Good reference about timelines

Working on the game controller book lately, I became fascinated by visual representations of time: evolutionary trees, time-series, timelines, etc. A great resource about this is certainly "Cartographies of Time: a history of the timeline" by Daniel Rosenberg and Anthony Grafton.

The book is a comprehensive history of graphic representations of time in Europe and the United States from 1450 to the present:

" From medieval manuscripts to websites, Cartographies of Time features a wide variety of timelines that in their own unique ways--curving, crossing, branching--defy conventional thinking about the form. A fifty-four-foot-long timeline from 1753 is mounted on a scroll and encased in a protective box. Another timeline uses the different parts of the human body to show the genealogies of Jesus Christ and the rulers of Saxony. Ladders created by missionaries in eighteenth-century Oregon illustrate Bible stories in a vertical format to convert Native Americans.

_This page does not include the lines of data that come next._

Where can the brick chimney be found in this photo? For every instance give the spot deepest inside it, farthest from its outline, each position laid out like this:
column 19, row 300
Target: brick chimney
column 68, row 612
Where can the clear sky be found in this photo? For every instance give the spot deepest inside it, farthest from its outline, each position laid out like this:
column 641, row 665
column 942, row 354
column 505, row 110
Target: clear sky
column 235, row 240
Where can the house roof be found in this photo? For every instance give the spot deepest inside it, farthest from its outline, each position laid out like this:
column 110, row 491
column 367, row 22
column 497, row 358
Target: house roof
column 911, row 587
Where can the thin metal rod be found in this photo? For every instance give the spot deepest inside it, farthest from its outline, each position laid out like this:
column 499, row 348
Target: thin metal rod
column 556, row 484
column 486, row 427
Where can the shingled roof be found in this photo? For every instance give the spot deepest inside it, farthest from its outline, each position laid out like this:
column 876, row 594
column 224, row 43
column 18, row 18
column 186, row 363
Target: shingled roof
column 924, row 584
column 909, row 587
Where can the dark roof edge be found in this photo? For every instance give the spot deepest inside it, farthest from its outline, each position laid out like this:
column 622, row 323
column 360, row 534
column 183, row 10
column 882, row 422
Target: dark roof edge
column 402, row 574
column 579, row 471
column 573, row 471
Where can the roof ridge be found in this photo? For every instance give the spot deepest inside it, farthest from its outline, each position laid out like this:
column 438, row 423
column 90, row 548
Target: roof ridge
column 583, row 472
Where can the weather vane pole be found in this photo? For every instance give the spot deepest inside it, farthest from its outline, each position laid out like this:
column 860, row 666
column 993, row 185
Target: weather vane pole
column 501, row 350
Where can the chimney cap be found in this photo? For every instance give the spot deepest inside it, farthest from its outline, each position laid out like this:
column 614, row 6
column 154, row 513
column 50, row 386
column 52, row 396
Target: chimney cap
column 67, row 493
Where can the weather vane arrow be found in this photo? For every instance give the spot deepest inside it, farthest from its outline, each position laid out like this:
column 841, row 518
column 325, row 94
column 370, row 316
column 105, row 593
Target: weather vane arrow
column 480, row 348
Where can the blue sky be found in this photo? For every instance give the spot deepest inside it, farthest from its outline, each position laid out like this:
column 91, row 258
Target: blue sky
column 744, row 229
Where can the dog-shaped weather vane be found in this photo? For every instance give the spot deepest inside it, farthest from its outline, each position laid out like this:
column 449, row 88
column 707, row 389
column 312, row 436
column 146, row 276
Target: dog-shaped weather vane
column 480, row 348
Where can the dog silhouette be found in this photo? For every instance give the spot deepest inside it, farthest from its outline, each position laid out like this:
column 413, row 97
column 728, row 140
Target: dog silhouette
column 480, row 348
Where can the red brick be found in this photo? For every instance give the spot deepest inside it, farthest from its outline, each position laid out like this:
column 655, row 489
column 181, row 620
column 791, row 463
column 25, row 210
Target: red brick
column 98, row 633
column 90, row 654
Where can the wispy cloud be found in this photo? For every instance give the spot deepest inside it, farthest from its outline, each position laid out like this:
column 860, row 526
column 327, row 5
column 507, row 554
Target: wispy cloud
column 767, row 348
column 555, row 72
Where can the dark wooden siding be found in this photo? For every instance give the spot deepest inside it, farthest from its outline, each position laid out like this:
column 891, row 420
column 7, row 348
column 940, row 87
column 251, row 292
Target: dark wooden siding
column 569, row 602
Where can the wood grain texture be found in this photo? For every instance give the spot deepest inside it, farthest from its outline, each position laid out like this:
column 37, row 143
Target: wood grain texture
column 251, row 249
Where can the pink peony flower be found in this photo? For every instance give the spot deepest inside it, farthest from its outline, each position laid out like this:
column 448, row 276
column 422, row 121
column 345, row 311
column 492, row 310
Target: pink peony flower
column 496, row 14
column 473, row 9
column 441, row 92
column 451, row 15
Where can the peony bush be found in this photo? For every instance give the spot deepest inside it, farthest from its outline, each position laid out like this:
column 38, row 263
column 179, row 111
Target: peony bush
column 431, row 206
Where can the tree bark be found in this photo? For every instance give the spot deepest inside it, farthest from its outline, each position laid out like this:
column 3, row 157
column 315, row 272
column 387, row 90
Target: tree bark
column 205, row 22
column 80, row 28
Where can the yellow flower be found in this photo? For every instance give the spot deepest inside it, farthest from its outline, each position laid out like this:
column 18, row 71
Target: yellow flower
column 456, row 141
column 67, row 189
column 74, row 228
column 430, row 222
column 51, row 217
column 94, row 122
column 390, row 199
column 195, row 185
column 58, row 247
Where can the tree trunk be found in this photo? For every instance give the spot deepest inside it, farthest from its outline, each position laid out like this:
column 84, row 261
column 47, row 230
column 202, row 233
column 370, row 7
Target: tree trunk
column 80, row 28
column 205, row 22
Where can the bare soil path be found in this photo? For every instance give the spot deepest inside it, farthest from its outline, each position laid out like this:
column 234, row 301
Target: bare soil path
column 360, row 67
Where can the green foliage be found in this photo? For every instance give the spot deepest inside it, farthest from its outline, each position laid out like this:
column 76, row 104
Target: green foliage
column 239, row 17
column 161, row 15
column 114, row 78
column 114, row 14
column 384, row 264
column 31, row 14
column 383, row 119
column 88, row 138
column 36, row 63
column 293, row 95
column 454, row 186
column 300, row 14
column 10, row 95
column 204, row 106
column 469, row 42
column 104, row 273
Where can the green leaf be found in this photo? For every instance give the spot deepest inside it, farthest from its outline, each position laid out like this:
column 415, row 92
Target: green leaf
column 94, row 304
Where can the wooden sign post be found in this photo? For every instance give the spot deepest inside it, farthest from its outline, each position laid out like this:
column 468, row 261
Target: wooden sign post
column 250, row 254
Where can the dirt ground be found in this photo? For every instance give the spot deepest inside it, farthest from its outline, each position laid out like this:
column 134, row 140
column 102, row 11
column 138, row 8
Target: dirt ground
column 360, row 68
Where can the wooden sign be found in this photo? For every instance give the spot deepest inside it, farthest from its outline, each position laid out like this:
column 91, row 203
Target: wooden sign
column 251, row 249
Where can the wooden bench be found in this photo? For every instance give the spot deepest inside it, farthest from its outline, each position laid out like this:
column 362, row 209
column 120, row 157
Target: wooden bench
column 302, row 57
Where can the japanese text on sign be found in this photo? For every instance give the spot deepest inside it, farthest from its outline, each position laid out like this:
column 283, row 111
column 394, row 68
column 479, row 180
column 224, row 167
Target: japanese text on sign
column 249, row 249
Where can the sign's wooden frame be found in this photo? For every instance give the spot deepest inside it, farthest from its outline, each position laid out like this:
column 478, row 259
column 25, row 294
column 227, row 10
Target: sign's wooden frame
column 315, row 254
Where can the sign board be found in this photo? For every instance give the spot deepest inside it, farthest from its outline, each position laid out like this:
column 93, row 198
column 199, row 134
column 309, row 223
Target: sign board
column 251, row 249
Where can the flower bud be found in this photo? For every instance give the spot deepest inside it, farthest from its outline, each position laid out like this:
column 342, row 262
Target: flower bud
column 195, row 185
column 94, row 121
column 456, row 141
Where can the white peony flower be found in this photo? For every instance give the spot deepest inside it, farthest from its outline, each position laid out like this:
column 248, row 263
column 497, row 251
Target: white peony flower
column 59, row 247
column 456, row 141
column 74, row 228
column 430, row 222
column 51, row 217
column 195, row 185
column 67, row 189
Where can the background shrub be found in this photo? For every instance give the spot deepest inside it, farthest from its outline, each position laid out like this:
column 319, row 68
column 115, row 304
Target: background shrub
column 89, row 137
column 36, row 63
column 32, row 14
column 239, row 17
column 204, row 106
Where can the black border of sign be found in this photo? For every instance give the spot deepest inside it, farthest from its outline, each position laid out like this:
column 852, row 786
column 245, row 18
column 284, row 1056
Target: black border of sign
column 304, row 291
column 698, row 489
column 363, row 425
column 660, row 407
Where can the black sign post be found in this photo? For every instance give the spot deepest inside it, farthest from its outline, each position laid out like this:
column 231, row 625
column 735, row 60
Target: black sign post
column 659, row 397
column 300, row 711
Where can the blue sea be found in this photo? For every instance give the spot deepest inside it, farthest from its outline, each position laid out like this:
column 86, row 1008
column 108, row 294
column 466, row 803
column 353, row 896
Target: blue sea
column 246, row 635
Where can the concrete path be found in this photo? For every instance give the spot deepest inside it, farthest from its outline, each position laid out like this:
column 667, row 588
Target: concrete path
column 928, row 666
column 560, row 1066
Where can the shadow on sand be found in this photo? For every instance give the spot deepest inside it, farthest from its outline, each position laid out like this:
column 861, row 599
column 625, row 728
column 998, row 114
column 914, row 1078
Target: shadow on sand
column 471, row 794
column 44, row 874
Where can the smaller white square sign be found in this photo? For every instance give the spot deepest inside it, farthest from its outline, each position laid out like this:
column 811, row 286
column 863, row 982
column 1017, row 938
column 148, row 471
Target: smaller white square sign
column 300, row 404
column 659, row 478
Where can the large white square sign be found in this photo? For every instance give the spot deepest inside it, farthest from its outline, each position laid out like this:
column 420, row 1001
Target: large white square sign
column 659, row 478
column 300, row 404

Also included is the April 1912 Marconi North Atlantic Communication chart, which tracked ships, including the Titanic, at points in time rather than by their geographic location, alongside little-known works by famous figures, including a historical chronology by the mapmaker Gerardus Mercator and a chronological board game patented by Mark Twain."

There's also this gem at the end of the book, a sort of "Fog of war" representation:

Why do I blog this? Beyond the use of these as models to try different representations of game controller evolutionary trees, I am fascinated by the ways these timelines also add interesting spatial components on top of time-related visualizations.